Re: Question about Org syntax

2021-05-22 Thread Ihor Radchenko
Nicolas Goaziou  writes:

Thanks for your detailed explanations!

>> 2. Some of the element parsers honour LIMIT argument partially. Part of
>>the parsing is typically done using looking-at (ignoring the LIMIT)
>>and part is honouring it. This can backfire when LIMIT is before
>>first characteristic line of the element. For example take headline
>>parser:
>> ...
>
> LIMIT is not a random position in the buffer. It is supposed to be the
> end of the parent element, or (point-max).
>
> It is a bug (in the parser or in the cache) if it ends up being anywhere
> else.

Makes sense, though it is not mentioned in the docstrings and even in
the docstring of the `org-element--current-element'. Moreover, section
comment about parsers states that most parsers accept no arguments:

> ;; A parser returns the element or object as the list described above.
> ;; Most of them accepts no argument. 

And the comment about adding things to `org-element--current-element'
does not help either.

> ;; Beside implementing a parser and an interpreter, adding a new
> ;; greater element requires tweaking `org-element--current-element'.
> ;; Moreover, the newly defined type must be added to both
> ;; `org-element-all-elements' and `org-element-greater-elements'.

Probably, the docstring of `org-element--current-element' could mention
about the expected values of LIMIT argument?

--

Also, I have some more questions as I am trying to understand the
org-element-cache code.

I tried to add some additional comments to the existing code to clarify
parts I had difficulties understanding. See the attached patch. Let me
know if any of the comments are incorrect so that I can update my
understanding.

For now I am stuck understanding some places in the code. They are
either bugs or I misunderstood some things:

1. In org-element--cache-process-request:

>(while t
> ...
> (let ((beg (aref request 0))
>   (end (aref request 2))
>   (node (org-element--cache-root))
>   data data-key last-container)
> 
> ...
>   (and last-container
> ...
> (progn (when (and (not last-container)
>   (> (org-element-property :end data)
>  end))
>  (setq last-container data))

I do not understand the use of last-container here. The code is ran in a
while loop containing let-bound last-container variable (the let binding
sets it to nil).
(setq last-container data) will not affect further iterations of the
while loop as last-container will always be nil inside the let-binding.
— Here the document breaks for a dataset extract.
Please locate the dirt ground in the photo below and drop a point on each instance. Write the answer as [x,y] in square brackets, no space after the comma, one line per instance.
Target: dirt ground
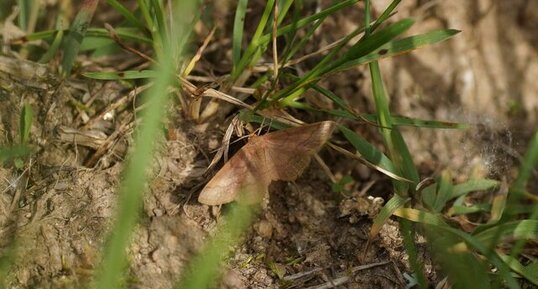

2. In org-element--cache-submit-request

>  (let ((first (org-element--cache-for-removal beg end offset)))
> ...
>   (push (let ((beg (org-element-property :begin first))
>   (key (org-element--cache-key first)))
> ...
>((let ((first-end (org-element-property :end first)))
>   (and (>= first-end end)
>(vector key beg first-end offset first 0
> ...
> org-element--cache-sync-requests)

According to the docstring of org-element--cache-sync-requests,
(aref 4 request) during "0" phase should be "PARENT, when non-nil, is
the parent of the first element to be removed. Yet, KEY is the key of
the FIRST and FIRST itself is passed as PARENT.

>   (push (let ((beg (org-element-property :begin first))
>   (key (org-element--cache-key first)))
> ...
>;; Otherwise, we find the first non robust
>;; element containing END.  All elements between
>;; FIRST and this one are to be removed.
> ...
>(t
> (let* ((element (org-element--cache-find end))
>(end (org-element-property :end element))
>(up element))
>   (while (and (setq up (org-element-property :parent up))
>   (>= (org-element-property :begin up) beg))
> (setq end (org-element-property :end up)
>   element up))
>   (vector key beg end offset element 0)

Despite what the comment states, the following code simply searches for
the parent of FIRST and extents the region of phase 0 request all the
way to the end of that parent. (note that BEG is re-bound to the
beginning of the FIRST).

Now, consider the following branch of org-element--cache-submit-request.
The (aref next 4) may contain the parent of FIRST from the above code.
That parent is robust (or it would be returned by
org-element--cache-for-removal) and its :end/:contents-end have already
been shifted in the earlier call to org-element--cache-for-removal
(that was where we have found the FIRST value):

> ;; If last change happened within area to be removed, 

Re: Question about Org syntax

2021-05-16 Thread Nicolas Goaziou
Ihor Radchenko  writes:

> Nicolas Goaziou  writes:
>> It should be a paragraph. I'll fix it soon.
>>
>> Note the problem can be reproduced with only
>>
>>   * test
>>   :end:
>
> Thanks!

Fixed. Thank you.

> Also, I have few more questions (or maybe bug reports) about
> syntax/parsing:
>
> 1. Does org-element--current element suppose to return (paragraph ...)
>on empty buffer?

It is undefined. `org-element-current-element' is an internal function
being called at the beginning of "something". 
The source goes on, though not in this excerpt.